Bases: sionna.phy.block.Block

Encodes an information binary tensor to a convolutional codeword.

Currently, only generator polynomials for codes of rate=1/n for n=2,3,4,… are allowed.

Parameters:
  • gen_poly (Tuple[str, ...] | None) – Sequence of strings with each string being a 0,1 sequence. If None, rate and constraint_length must be provided.

  • rate (float) – Valid values are 1/3 and 0.5. Only required if gen_poly is None.

  • constraint_length (int) – Valid values are between 3 and 8 inclusive. Only required if gen_poly is None.

  • rsc (bool) – Boolean flag indicating whether the Trellis generated is recursive systematic or not. If True, the encoder is recursive-systematic. In this case first polynomial in gen_poly is used as the feedback polynomial. Defaults to False.
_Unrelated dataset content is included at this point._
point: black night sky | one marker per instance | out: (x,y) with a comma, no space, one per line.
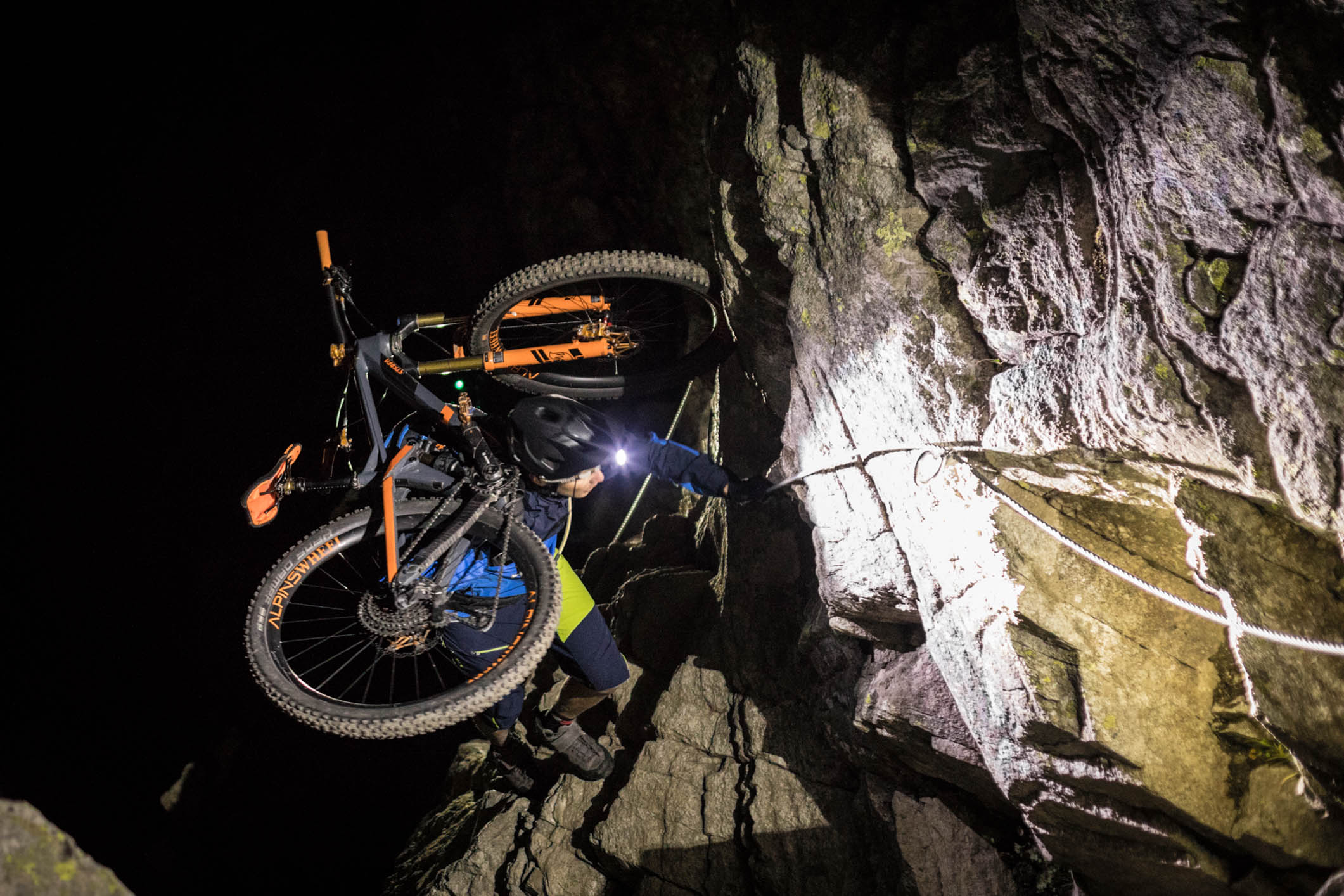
(181,177)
  • terminate (bool) – Encoder is terminated to all zero state if True. If terminated, the true rate of the code is slightly lower than rate.
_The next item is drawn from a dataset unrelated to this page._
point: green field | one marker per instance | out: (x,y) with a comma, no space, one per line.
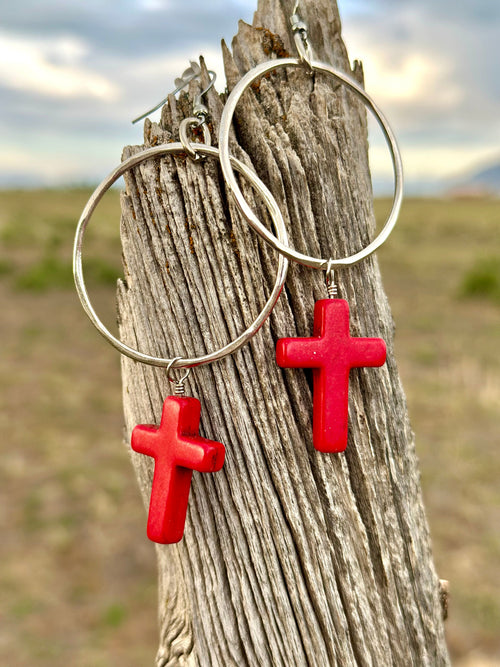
(77,576)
  • precision (str | None) – Precision used for internal calculations and outputs. If None, precision is used.

  • device (str | None) – Device for computation (e.g., ‘cpu’, ‘cuda:0’). If None, device is used.

Inputs:

bits – […, k], torch.float. Binary tensor containing the information bits where k is the information length.

Outputs:

cw – […, k/rate], torch.float. Binary tensor containing the encoded codeword for the given input information tensor where rate is \(\frac{1}{\textrm{len}\left(\textrm{gen\_poly}\right)}\) (if gen_poly is provided).

Notes

The generator polynomials from [Moon] are available for various rate and constraint lengths. To select them, use the rate and constraint_length arguments.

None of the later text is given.